Hay Hay tersenyum. Melihat bahwa memang tidak ada apa-apa yang perlu dikhawatirkan, maka kembali sudah wataknya yang jenaka dan suka bergurau.

"Aih, biar putih atau biru atau hitam sekali pun, apa bedanya, Han Siong? Kulihat engkau juga seperti manusia biasa. Mungkin darah putihmu itulah yang membuat engkau disebut Sin-tong! Aku sendiri belum percaya benar kepada mereka itu. Kalau engkau yakin bahwa mereka tidak main-main dengan sihir, tentu yang mereka sebut air suci itu adalah air yang mengandung obat tertentu. Akan tetapi andai kata mereka berbohong, apa pula maksud mereka? Yang jelas, mereka sudah pergi dan engkau tidak diganggu. Sudahlah, jangan memikirkan mereka lagi, namun engkau jangan meninggalkan kewaspadaan. Dan kukira tidak ada lagi urusan kita di rumah ini sesudah permintaanmu itu kulaksanakan dengan hasil baik."
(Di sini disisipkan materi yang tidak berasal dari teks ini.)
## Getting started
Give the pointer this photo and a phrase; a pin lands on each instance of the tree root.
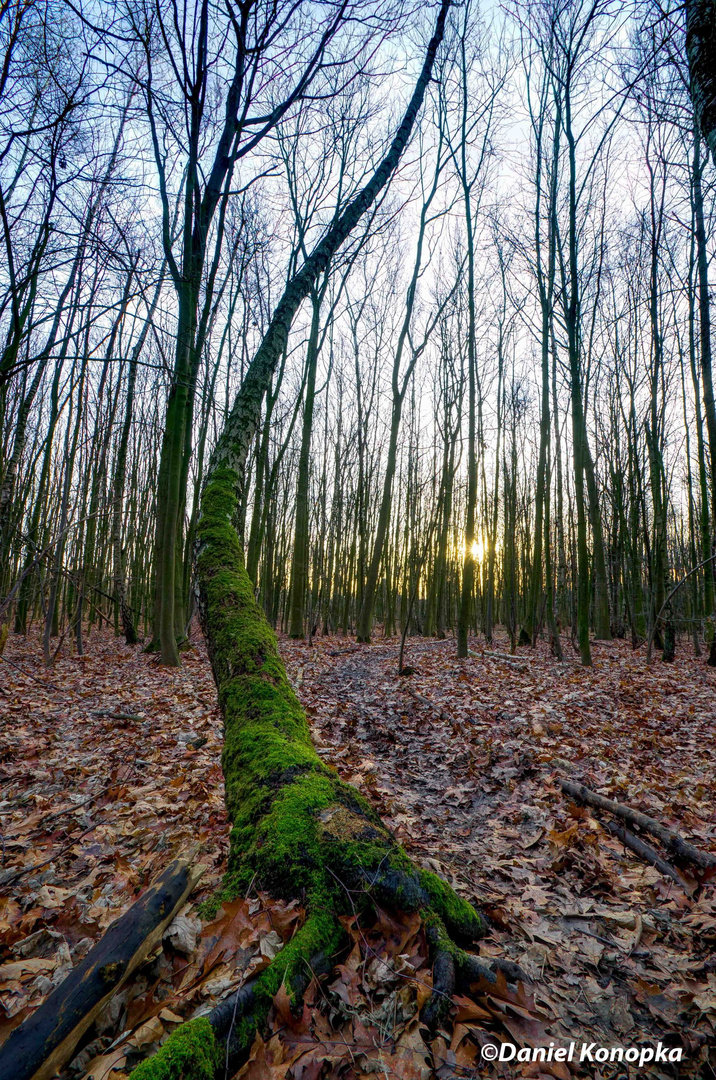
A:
(298, 831)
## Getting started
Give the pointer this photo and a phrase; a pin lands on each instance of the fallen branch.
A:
(45, 1042)
(645, 851)
(671, 839)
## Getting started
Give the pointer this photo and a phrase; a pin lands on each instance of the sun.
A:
(477, 550)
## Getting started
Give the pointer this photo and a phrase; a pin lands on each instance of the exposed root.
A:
(299, 832)
(437, 1007)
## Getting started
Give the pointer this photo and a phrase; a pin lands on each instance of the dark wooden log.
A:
(46, 1040)
(671, 839)
(645, 851)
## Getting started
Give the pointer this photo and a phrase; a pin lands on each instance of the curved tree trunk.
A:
(298, 831)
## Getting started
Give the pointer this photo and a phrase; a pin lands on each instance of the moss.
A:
(297, 829)
(459, 916)
(190, 1053)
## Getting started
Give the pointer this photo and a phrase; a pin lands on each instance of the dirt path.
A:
(463, 760)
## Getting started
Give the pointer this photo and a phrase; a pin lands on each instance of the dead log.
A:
(46, 1040)
(672, 840)
(645, 851)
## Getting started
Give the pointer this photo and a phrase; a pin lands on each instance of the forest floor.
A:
(110, 766)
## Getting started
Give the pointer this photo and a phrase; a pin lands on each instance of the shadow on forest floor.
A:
(110, 767)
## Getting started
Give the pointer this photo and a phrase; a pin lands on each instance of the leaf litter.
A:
(110, 767)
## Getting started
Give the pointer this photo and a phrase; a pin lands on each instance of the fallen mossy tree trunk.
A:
(298, 831)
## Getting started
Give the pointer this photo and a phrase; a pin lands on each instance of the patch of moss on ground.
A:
(190, 1053)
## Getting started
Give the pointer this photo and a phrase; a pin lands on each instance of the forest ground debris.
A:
(464, 767)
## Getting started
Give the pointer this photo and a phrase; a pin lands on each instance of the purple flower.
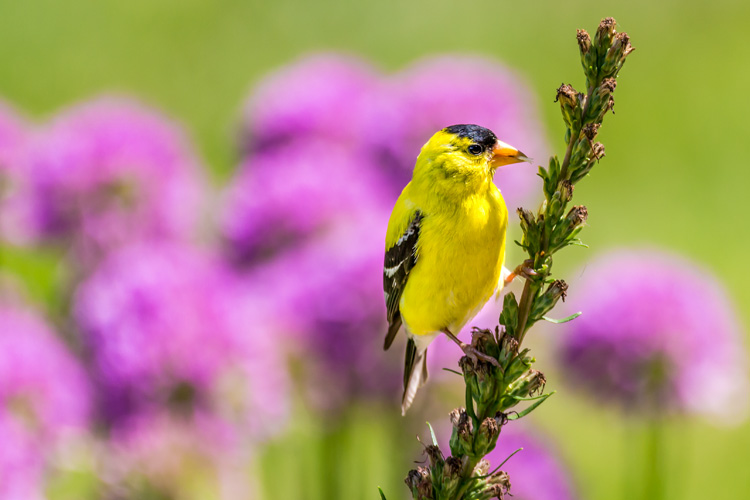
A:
(163, 455)
(535, 472)
(325, 97)
(168, 331)
(110, 171)
(657, 334)
(44, 399)
(445, 90)
(288, 196)
(327, 297)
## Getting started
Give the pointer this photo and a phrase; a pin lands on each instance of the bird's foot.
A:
(525, 270)
(469, 350)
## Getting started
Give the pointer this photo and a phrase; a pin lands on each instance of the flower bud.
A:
(566, 190)
(558, 289)
(498, 484)
(434, 455)
(598, 151)
(482, 468)
(615, 56)
(461, 437)
(584, 41)
(420, 483)
(546, 301)
(526, 216)
(451, 477)
(604, 35)
(577, 216)
(486, 437)
(571, 104)
(527, 385)
(588, 56)
(602, 101)
(590, 130)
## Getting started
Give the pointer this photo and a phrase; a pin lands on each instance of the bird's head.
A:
(462, 157)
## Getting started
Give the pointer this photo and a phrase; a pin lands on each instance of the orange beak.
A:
(505, 154)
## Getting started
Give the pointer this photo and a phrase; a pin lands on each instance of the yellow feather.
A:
(460, 247)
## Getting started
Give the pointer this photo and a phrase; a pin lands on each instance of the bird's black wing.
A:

Han Siong tetap saja terlihat lesu. "Aku gembira sekali mendengar bahwa urusan itu telah kau selesaikan dengan baik, Hay Hay. Akan tetapi sebaiknya kita jangan pergi sekarang. Pertama, aku masih merasa malas dan ingin beristirahat dulu, yang ke dua, kita sudah menerima undangan paman Ouw, maka tidak baik kalau pergi sekarang. Setidaknya, malam ini kita bermalam di sini dan baru besok aku akan melanjutkan perjalananku.”

“Baiklah, aku juga belum sempat mengobrol denganmu. Ingin kuketahui pengalaman apa saja yang kau hadapi semenjak kita berpisah, dan mengapa pula engkau berada di sini, dari mana hendak kemana...”

“Ah, lain kali sajalah, Hay Hay. Biarkan aku mengaso sekarang, aku ingin beristirahat. Biar besok pagi kita berjumpa lagi...”

“Heiii! Benar yakinkah engkau bahwa tidak terjadi sesuatu apa pun dengan dirimu?” Hay Hay masih bertanya ketika dia sudah melangkah ke ambang pintu.

“Tidak, sungguh tidak apa-apa, Hay Hay!” jawab Han Siong tegas.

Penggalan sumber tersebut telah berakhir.